The town used a similar survey before drafting the 2000 Comprehensive Plan.

Holtwijk said the town has set aside approximately $20,000 for the survey, which would include the cost of printing and postage.

“We want to reach out in as broad fashion as possible,” Holtwijk said, “covering all topics, but not making survey so long that people feel they don’t have time.”

He said some questions would be multiple choice, while others would be open-ended, and that the committee expected it to be between 12 and 16 pages long. The survey will likely be available in print form and online, although the exact manner by which it will be presented has not been determined.

In June, the town conducted an online three-question survey that asked people to rank the town from zero to 10. Just over 500 people have responded.

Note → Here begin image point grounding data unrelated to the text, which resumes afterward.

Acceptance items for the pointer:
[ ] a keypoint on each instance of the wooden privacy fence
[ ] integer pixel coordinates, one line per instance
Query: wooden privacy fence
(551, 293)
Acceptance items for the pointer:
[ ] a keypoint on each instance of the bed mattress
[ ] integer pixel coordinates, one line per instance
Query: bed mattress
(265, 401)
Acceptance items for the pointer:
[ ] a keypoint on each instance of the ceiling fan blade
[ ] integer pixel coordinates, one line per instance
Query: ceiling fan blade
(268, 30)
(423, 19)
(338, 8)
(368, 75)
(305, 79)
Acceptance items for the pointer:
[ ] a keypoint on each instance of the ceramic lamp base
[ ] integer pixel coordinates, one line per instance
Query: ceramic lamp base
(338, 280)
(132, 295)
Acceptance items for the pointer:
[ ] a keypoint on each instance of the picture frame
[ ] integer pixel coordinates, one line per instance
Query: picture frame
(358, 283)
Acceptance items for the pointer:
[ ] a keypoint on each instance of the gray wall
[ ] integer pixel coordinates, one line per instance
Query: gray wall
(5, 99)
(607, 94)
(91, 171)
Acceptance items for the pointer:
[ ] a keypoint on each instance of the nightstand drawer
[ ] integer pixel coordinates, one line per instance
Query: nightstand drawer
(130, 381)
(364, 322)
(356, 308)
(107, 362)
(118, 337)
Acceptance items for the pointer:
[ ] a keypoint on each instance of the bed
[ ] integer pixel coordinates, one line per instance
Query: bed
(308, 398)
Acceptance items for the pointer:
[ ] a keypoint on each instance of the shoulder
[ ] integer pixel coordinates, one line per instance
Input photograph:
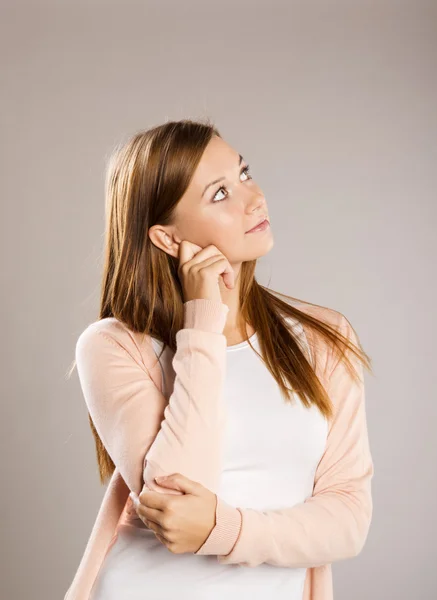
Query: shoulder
(111, 336)
(321, 348)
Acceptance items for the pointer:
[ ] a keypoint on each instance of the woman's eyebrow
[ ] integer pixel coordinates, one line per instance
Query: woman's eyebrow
(220, 178)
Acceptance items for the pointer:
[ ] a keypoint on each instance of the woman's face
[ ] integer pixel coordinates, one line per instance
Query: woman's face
(220, 213)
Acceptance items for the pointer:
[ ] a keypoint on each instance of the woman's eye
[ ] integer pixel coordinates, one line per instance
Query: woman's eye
(243, 170)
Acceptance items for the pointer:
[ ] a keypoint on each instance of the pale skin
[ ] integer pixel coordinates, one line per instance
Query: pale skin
(221, 216)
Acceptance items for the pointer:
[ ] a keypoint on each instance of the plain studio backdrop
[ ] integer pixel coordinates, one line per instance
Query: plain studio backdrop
(334, 105)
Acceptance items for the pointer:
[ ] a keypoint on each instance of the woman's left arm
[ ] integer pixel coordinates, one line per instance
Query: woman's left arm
(333, 523)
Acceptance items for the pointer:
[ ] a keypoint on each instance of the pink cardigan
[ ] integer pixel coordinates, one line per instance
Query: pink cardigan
(147, 436)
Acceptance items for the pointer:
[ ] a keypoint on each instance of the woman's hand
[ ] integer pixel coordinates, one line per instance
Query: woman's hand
(201, 269)
(181, 522)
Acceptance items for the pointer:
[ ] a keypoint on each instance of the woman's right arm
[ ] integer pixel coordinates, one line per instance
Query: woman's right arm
(144, 435)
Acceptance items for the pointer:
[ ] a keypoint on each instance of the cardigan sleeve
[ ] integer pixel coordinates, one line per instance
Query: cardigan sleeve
(330, 525)
(145, 435)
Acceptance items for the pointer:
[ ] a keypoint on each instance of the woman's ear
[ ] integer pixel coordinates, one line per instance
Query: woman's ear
(163, 239)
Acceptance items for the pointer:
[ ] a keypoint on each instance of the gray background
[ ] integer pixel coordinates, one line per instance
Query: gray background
(334, 106)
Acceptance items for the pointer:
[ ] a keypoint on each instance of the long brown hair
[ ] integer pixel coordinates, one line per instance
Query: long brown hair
(145, 178)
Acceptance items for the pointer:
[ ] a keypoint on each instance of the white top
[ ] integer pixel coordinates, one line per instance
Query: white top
(267, 465)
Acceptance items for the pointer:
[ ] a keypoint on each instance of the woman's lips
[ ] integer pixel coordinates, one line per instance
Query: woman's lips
(261, 227)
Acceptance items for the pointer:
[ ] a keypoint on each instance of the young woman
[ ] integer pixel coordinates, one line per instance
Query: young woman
(253, 404)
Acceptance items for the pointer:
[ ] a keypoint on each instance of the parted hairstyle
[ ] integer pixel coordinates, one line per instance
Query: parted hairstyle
(145, 178)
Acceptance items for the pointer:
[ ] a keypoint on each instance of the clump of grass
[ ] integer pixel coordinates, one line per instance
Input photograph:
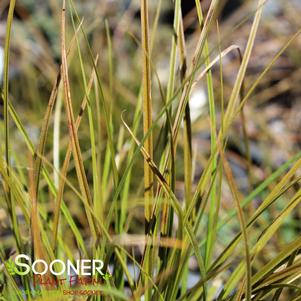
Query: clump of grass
(129, 191)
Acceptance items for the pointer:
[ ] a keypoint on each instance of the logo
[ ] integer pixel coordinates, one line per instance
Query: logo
(22, 265)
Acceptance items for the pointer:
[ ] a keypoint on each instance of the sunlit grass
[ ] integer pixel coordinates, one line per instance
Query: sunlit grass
(116, 172)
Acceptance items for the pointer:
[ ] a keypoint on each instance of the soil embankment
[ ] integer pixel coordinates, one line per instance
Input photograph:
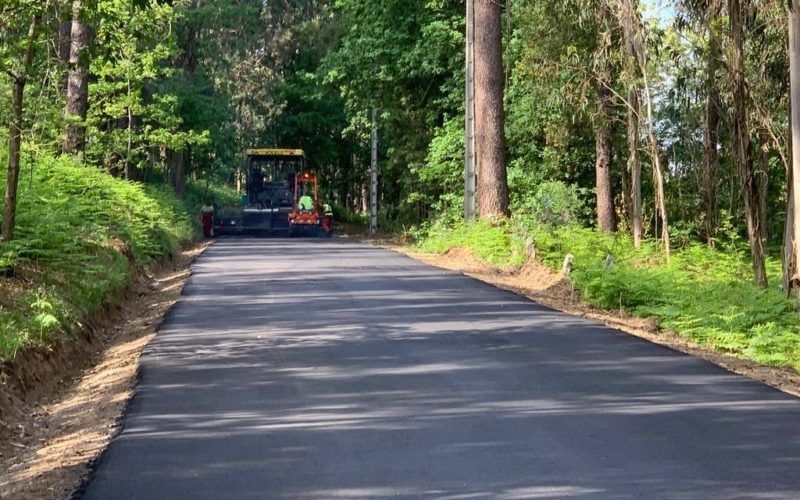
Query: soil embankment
(62, 405)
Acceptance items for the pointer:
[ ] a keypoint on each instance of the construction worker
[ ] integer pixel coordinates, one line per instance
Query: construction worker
(327, 220)
(207, 218)
(306, 203)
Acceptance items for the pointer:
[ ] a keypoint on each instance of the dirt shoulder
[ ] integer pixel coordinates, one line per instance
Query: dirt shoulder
(540, 284)
(52, 432)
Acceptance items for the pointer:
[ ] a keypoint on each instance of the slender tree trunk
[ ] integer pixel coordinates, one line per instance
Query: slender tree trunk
(489, 111)
(628, 17)
(635, 167)
(15, 135)
(178, 172)
(762, 178)
(77, 81)
(711, 129)
(792, 238)
(606, 218)
(64, 30)
(741, 143)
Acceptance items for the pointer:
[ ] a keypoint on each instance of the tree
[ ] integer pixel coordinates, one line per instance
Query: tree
(711, 122)
(792, 252)
(606, 216)
(742, 149)
(19, 76)
(77, 80)
(492, 187)
(636, 42)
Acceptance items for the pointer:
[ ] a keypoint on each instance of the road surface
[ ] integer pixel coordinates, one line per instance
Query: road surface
(309, 369)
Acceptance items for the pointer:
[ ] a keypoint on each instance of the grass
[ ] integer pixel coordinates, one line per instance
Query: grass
(703, 294)
(79, 234)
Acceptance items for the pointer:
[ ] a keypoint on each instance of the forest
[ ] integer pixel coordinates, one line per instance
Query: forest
(651, 140)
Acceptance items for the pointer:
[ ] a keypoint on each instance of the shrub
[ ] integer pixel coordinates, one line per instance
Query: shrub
(79, 231)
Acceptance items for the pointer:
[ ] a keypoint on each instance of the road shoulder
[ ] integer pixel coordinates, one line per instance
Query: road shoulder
(54, 436)
(543, 286)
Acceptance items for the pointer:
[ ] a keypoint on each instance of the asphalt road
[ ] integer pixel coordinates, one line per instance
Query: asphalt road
(327, 369)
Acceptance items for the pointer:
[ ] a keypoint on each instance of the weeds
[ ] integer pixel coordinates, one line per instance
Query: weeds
(79, 231)
(703, 294)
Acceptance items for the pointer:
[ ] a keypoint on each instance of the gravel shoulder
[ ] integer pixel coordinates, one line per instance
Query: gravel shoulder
(64, 415)
(538, 283)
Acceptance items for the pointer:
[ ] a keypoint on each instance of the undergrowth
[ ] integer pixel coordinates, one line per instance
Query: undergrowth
(80, 232)
(704, 294)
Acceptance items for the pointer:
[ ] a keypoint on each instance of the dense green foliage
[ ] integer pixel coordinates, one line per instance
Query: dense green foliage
(82, 233)
(178, 90)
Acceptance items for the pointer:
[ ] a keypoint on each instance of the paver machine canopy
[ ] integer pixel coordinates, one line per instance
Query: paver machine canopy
(270, 188)
(269, 197)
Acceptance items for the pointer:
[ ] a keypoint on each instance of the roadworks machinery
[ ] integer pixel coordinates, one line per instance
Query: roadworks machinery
(281, 198)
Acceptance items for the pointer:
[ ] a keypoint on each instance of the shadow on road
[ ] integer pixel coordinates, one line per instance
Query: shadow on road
(329, 370)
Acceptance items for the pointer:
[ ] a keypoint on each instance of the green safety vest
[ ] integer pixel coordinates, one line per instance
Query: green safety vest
(306, 203)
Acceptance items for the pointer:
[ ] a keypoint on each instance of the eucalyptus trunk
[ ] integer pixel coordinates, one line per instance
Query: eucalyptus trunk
(492, 187)
(742, 155)
(635, 167)
(15, 134)
(711, 129)
(606, 218)
(792, 234)
(77, 81)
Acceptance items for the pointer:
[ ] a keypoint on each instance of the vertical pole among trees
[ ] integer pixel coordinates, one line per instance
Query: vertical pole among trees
(469, 136)
(742, 150)
(490, 136)
(373, 199)
(77, 81)
(792, 257)
(15, 134)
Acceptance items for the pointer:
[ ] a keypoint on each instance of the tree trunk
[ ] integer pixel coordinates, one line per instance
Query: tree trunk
(762, 182)
(635, 167)
(792, 254)
(741, 143)
(711, 130)
(77, 81)
(64, 30)
(15, 135)
(489, 111)
(178, 171)
(629, 19)
(606, 218)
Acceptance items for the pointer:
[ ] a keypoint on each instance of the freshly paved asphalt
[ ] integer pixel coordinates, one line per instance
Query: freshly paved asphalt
(327, 369)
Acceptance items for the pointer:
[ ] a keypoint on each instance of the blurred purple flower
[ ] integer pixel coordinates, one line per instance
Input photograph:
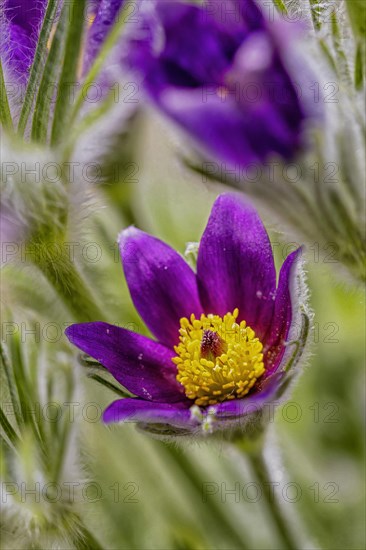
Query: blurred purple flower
(206, 362)
(220, 72)
(21, 21)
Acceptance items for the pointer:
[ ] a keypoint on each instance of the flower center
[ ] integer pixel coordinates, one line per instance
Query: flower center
(217, 358)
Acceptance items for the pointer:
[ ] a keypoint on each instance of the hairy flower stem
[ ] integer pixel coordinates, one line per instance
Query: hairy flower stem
(64, 277)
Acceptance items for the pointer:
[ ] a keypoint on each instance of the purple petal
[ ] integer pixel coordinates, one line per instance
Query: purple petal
(138, 410)
(105, 18)
(141, 365)
(20, 23)
(235, 267)
(162, 285)
(283, 315)
(217, 71)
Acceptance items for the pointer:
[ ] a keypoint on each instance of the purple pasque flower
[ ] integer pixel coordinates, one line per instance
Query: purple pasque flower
(221, 333)
(220, 72)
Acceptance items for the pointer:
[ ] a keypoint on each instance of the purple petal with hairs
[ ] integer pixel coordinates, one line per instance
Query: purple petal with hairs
(142, 366)
(235, 267)
(137, 410)
(162, 285)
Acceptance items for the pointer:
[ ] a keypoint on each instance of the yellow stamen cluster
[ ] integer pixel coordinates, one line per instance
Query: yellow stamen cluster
(217, 358)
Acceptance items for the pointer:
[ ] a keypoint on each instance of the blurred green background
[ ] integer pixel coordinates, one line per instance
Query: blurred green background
(141, 493)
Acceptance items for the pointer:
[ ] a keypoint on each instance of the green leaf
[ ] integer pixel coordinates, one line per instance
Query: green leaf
(108, 45)
(69, 70)
(42, 109)
(5, 114)
(38, 63)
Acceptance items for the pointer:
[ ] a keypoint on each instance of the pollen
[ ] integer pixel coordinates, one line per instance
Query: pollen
(218, 359)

The survey is still available on the town’s website, but will likely be shut down in the next few weeks.

Nearly 24 percent of respondents to the mini-survey ranked the town a 10, indicating they would highly recommend Falmouth as a place to live or to do business. Many who ranked the town highly mentioned the school system, the community feel, open space and proximity to Portland as their reasons.

Just over 3 percent ranked the town a zero, with many citing taxes and town and school spending as reasons for their dissatisfaction.

Those ranking the town in the middle mentioned the need for a community center, concern for senior citizen resources, a desire to attract businesses and protecting natural resources.

Holtwijk said the committee would use the responses they received from the mini-survey when drafting questions for the more detailed questionnaire.

In the spring of 2011, the committee will evaluate the responses and use them, along with other documents, tours, interviews and meetings, to determine how best to update the town’s Comprehensive Plan.

Holtwijk said the committee would likely have recommendations for the council to review in late 2011.